Let $S_n$ be a symmetric random walk with $S_0=0$. Denote by $T_0$ the time of the first return of the walk to the origin. Show that $P(T_0=2k)=\frac{1}{2k-1}\binom{2k}{k}2^{-2k},k=1,2…$?
I know that starting at $0$, the random walk first hit $b$ at step $n$ is probability $\frac{|b|}{n}P(S_n=b)$. How can we use this to solve the problem?
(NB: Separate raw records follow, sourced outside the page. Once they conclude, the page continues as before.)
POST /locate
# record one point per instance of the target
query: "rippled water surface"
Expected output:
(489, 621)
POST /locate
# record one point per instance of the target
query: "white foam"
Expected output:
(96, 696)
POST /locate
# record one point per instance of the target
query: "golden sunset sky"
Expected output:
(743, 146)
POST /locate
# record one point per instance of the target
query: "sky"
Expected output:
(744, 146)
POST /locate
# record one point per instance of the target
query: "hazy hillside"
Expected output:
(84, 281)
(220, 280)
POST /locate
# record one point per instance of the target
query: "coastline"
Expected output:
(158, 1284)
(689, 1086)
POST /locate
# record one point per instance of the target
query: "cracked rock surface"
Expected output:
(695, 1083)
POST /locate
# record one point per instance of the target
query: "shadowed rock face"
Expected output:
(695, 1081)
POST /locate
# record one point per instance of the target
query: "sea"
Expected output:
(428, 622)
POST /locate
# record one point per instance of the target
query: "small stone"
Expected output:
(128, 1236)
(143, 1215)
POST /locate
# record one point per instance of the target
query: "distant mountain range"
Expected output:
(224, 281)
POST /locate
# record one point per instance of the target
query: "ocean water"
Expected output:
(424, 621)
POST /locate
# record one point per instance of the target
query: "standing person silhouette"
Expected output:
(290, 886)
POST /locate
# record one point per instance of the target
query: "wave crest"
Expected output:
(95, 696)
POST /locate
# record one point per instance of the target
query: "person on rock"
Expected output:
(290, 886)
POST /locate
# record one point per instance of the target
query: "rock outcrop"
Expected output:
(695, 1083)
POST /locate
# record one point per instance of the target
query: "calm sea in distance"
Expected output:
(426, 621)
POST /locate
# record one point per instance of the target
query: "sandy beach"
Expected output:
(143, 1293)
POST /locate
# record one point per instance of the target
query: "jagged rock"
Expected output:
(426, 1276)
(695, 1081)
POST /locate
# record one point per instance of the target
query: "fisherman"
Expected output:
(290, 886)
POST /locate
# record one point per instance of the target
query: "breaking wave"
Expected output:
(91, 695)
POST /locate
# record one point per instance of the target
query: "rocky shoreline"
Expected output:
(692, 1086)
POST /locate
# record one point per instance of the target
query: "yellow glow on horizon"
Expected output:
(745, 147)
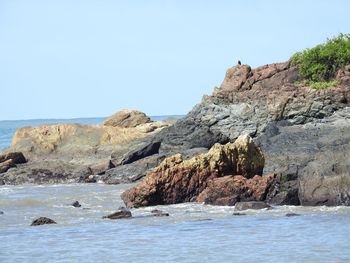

OK so Catalan number $C_{k}=\frac{1}{n+1}\binom{2n}{n}$. is the number of path that visite origin starting at the origin? ok then answer should be $\frac{1}{n+1}\binom{2n}{n}(\frac{1}{2})^{2n}$ which is still different from what we want.
Best Answer
Let $\mathsf{P}_k$ denote the law of a random walk started at $k$ and let $X_i=S_i-S_{i-1}$. Then for $n\ge 1$, \begin{align} \mathsf{P}_0(T_0=2n)&=\frac{1}{2}\mathsf{P}_0(T_0=2n\mid X_1=1)+\frac{1}{2}\mathsf{P}_0(T_0=2n\mid X_1=-1) \\ &=\mathsf{P}_1(T_0=2n-1)=\frac{1}{2n-1}\mathsf{P}_1(S_{2n-1}=0) \\ &=\frac{1}{2n-1}\mathsf{P_0}(S_{2n-1}=-1)=\frac{1}{2n-1}\binom{2n-1}{n}2^{-(2n-1)} \\ &=\frac{1}{2n-1}\binom{2n}{n}2^{-2n}. \end{align}